Er lebte seit langen Jahren in ihrem Hause. Eines Tages hatte ihn Christian Deep mitgebracht. Sie waren von Vaters Seite weitläufig verwandt. Das hatte sich zufällig in Dranshop herausgestellt, als Christian Deep dort seine Fische verkaufte und Andrees, der ohne Arbeit war, den Marktleuten für ein paar Pfennige zur Hand ging. »Wenn du keine Ansprüche machst«, hatte Christian Deep gesagt, »kannst du bei mir arbeiten. Auf Essen und Bett soll es mir nicht ankommen. Meine Frau ist ein ruhiger Mensch, da verträgst du dich schon. Ich denke doch, daß man ein bißchen vorwärts kommt, da kann man wohl schon einen Menschen wie dich gebrauchen.«

Andrees hatte eingeschlagen, und so war er zu den Deeps gezogen. Er war nüchtern und arbeitsam und man sah ihm über seinen guten Willen die kleinen Umständlichkeiten nach. Seine Eltern waren früh gestorben und er hatte schon als Elfjähriger aus dem Hause gemußt und sich bei fremden Leuten herumgedrückt. Nun war er in ein Haus gekommen, darin er freundlich aufgenommen wurde und eine Wohnstatt bis an sein Lebensende haben konnte. Obgleich er fast gleichaltrig mit Mole Deep war, hatte er immer in ihr eine Mutter gesehen, die nun für ihn sorgte und ihn in Kleidung und Essen nicht hinter den anderen zurücksetzte. Er hatte es ihr mit treuer Anhänglichkeit vergolten, ohne Murren den kargen Tisch geteilt, und war nie auf den Gedanken gekommen, für seine Dienste einen Lohn zu beanspruchen. Dadurch wäre er sich wie ein Knecht erschienen, dem man Arbeit, Treue und Ehrlichkeit bezahlen muß. Hier wollte man einer zu des anderen Gedeih einem harten Leben gegenüber aus guter Freundschaft tun, was in den Kräften stand. So hatte man es all die Jahre gehalten und war leidlich dabei gefahren, zufrieden mit dem kleinen Maß, denn das Schicksal hatte einem nie das Gute mit Ellen bemessen. Daran zu denken wäre wohl vermessen gewesen.

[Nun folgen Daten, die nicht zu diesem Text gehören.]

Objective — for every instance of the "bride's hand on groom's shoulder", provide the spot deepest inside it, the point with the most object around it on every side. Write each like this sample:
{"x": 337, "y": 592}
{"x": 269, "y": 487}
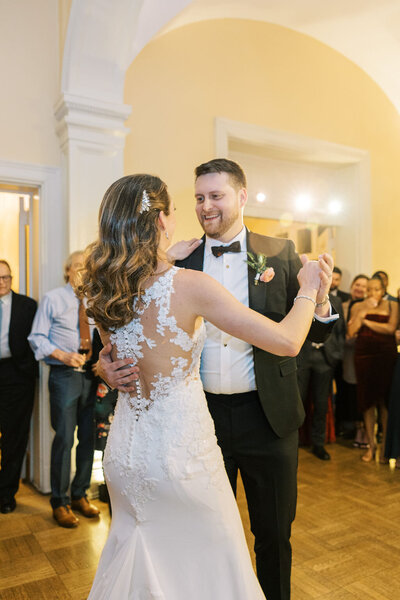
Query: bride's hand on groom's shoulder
{"x": 182, "y": 249}
{"x": 118, "y": 374}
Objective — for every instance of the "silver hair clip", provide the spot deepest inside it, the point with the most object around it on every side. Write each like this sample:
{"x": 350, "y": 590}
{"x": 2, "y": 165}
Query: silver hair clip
{"x": 145, "y": 202}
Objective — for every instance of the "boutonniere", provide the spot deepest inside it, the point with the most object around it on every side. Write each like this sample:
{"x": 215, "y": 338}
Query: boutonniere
{"x": 258, "y": 262}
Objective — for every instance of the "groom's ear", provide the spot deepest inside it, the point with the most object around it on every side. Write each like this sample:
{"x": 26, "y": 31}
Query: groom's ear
{"x": 242, "y": 197}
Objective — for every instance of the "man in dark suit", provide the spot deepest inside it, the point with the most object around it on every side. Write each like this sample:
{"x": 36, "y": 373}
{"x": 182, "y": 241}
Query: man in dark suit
{"x": 316, "y": 365}
{"x": 252, "y": 395}
{"x": 18, "y": 370}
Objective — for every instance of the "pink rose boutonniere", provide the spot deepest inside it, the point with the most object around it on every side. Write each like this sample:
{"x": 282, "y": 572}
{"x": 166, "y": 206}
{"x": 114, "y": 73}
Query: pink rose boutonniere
{"x": 258, "y": 262}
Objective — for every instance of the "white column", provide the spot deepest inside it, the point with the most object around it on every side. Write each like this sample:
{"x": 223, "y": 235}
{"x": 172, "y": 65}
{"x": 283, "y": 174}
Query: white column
{"x": 92, "y": 137}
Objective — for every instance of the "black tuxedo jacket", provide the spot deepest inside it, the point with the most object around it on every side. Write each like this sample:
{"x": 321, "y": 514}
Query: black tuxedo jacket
{"x": 276, "y": 377}
{"x": 23, "y": 310}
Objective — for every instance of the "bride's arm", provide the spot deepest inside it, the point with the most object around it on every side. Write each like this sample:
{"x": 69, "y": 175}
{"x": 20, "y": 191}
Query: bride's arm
{"x": 208, "y": 298}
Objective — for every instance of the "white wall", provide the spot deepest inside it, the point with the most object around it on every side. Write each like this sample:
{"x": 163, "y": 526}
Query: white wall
{"x": 29, "y": 81}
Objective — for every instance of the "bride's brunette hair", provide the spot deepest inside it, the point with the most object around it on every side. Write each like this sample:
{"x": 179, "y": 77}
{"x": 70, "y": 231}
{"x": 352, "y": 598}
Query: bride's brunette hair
{"x": 125, "y": 254}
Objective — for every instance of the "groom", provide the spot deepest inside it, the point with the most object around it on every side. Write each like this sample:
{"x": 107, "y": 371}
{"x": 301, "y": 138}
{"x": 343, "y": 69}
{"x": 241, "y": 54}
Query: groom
{"x": 252, "y": 395}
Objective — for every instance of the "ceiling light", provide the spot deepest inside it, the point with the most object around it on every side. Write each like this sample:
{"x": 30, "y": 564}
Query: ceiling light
{"x": 303, "y": 202}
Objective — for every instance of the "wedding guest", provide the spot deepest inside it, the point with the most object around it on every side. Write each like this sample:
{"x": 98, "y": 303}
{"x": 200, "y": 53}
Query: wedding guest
{"x": 60, "y": 329}
{"x": 18, "y": 370}
{"x": 385, "y": 280}
{"x": 392, "y": 448}
{"x": 374, "y": 322}
{"x": 316, "y": 365}
{"x": 349, "y": 421}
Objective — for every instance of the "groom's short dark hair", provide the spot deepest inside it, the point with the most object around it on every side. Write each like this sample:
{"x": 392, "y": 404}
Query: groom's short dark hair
{"x": 223, "y": 165}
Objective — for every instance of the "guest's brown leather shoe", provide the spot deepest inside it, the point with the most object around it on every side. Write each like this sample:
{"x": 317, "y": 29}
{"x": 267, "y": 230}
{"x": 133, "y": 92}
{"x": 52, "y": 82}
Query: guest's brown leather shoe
{"x": 85, "y": 507}
{"x": 65, "y": 517}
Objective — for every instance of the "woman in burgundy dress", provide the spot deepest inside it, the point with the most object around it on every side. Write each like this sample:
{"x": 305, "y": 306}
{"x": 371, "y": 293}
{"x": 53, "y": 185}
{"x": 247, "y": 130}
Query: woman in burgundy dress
{"x": 374, "y": 322}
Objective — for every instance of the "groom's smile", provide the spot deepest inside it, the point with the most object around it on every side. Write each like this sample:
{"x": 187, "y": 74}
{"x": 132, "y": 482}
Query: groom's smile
{"x": 219, "y": 206}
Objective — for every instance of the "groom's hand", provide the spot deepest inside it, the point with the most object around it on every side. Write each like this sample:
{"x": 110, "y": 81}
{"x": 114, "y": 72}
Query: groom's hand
{"x": 182, "y": 249}
{"x": 326, "y": 265}
{"x": 119, "y": 374}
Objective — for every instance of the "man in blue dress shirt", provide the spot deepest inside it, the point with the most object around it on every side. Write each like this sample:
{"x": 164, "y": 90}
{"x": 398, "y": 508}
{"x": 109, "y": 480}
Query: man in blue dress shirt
{"x": 56, "y": 337}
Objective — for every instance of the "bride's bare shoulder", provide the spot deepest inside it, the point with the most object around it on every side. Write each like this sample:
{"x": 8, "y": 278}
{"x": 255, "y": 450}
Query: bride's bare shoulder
{"x": 190, "y": 279}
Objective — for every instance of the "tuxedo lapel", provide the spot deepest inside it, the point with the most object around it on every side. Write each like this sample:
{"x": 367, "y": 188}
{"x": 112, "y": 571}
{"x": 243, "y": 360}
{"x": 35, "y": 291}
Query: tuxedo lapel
{"x": 196, "y": 259}
{"x": 257, "y": 293}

Christian Deep war schon jahrelang tot, und jetzt war auch die Frau von der Erde gegangen. Da stand man also allein inmitten der Jungen, die man vom ersten Schrei an mit behütet hatte.

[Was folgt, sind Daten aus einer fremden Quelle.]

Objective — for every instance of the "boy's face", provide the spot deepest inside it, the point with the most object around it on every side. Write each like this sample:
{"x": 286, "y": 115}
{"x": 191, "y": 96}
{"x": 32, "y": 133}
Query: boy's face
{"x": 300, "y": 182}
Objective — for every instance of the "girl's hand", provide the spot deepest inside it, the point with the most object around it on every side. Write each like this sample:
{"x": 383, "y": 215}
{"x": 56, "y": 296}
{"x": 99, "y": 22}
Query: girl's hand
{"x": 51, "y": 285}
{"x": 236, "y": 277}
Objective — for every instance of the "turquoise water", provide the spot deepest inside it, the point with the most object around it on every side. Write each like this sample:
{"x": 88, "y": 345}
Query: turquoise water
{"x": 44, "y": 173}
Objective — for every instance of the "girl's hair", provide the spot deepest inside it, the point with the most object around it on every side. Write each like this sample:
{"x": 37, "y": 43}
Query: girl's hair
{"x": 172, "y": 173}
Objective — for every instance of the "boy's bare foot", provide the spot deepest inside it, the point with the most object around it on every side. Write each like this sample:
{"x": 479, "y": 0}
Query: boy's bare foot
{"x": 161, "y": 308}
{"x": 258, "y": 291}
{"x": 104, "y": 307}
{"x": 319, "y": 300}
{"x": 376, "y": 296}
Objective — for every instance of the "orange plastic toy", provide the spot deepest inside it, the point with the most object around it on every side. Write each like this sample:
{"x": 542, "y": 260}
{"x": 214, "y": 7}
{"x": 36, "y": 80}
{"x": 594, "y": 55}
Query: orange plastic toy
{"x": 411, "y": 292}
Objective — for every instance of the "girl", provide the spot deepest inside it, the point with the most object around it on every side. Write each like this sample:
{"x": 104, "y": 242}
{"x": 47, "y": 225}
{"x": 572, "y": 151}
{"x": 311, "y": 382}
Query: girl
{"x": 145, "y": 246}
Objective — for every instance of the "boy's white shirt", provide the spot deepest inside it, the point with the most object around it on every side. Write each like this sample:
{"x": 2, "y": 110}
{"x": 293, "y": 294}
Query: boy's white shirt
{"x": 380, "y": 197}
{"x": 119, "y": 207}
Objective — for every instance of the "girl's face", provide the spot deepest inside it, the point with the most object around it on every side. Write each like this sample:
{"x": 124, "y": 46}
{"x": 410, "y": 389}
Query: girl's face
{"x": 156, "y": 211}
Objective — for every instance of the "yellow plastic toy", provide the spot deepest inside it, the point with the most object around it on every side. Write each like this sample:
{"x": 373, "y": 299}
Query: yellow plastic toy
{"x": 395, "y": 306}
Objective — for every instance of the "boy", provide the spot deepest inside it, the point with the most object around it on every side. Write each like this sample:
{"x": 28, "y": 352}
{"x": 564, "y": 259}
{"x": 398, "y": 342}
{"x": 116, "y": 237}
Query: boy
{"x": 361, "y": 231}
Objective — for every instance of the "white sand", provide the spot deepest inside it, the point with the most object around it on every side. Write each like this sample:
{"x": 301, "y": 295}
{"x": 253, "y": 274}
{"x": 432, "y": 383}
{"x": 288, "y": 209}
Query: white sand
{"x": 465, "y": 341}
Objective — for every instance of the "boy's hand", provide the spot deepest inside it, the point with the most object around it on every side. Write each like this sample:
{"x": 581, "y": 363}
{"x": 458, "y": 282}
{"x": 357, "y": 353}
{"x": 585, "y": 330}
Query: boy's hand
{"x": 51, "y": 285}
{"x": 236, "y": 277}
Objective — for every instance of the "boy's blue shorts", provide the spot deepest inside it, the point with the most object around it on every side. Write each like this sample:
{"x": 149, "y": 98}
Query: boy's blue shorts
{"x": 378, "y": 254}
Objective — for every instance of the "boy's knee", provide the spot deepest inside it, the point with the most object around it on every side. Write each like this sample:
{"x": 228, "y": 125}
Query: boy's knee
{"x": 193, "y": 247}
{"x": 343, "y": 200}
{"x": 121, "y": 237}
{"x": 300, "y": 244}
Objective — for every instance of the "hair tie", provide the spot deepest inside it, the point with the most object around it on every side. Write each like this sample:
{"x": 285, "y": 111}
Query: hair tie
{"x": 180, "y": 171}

Andrees stand noch immer fassungslos vor dem Lehnstuhl, obgleich Stim Kaat und Hannes Lietz die Tote schon gebettet hatten.

Sie standen nun schweigend um das Bett. Hilke weinte leise vor sich hin. Sie hatte Öllerke auf dem Arm, der an ihre Schulter geschmiegt fest schlief.

Jakob Tharden setzte sich an den Tisch. Er legte die Hände in einander. Sein Gesicht war von allen abgewendet.

»Sie ist um ihres Sohnes willen gestorben«, sagte er still, »darum hat sie einen guten Tod gehabt. Sie ist allzeit ein fleißiger Mensch gewesen und die Liebe zu dem, den sie liebte, und zu dem, den sie gebar, hat ihr oft das Herze abgeschnürt. Sie hat sich um sie geängstiget und sie in Verzweiflung vom Meere zurückerwartet lange Zeit. Nun ist sie zu ihnen gegangen in aller Stille. Sie ist ihnen nachgefolget und sie wird, um die sie weinte, in Freude wiedersehen.«

Und er faltete die Hände und betete:

»Herr, lehre doch mich, daß es ein Ende mit mir haben muß, und mein Leben ein Ziel hat, und ich davon muß. Nun, Herr, wes soll ich mich trösten? Ich hoffe auf dich.«

Die in der Stube waren bei der toten Mole Deep, wunderten sich, daß er, der sonst Schweigsame, so viele Worte sagte in dieser Stunde. Sie hatten wie er die Hände gefaltet und blieben noch eine Weile so stehen. Dann erhob sich Jakob Tharden und sie folgten ihm langsam. Nur Martha nahm noch die Gardine ab und deckte sie über die Tote, und Andrees öffnete weit das Fenster.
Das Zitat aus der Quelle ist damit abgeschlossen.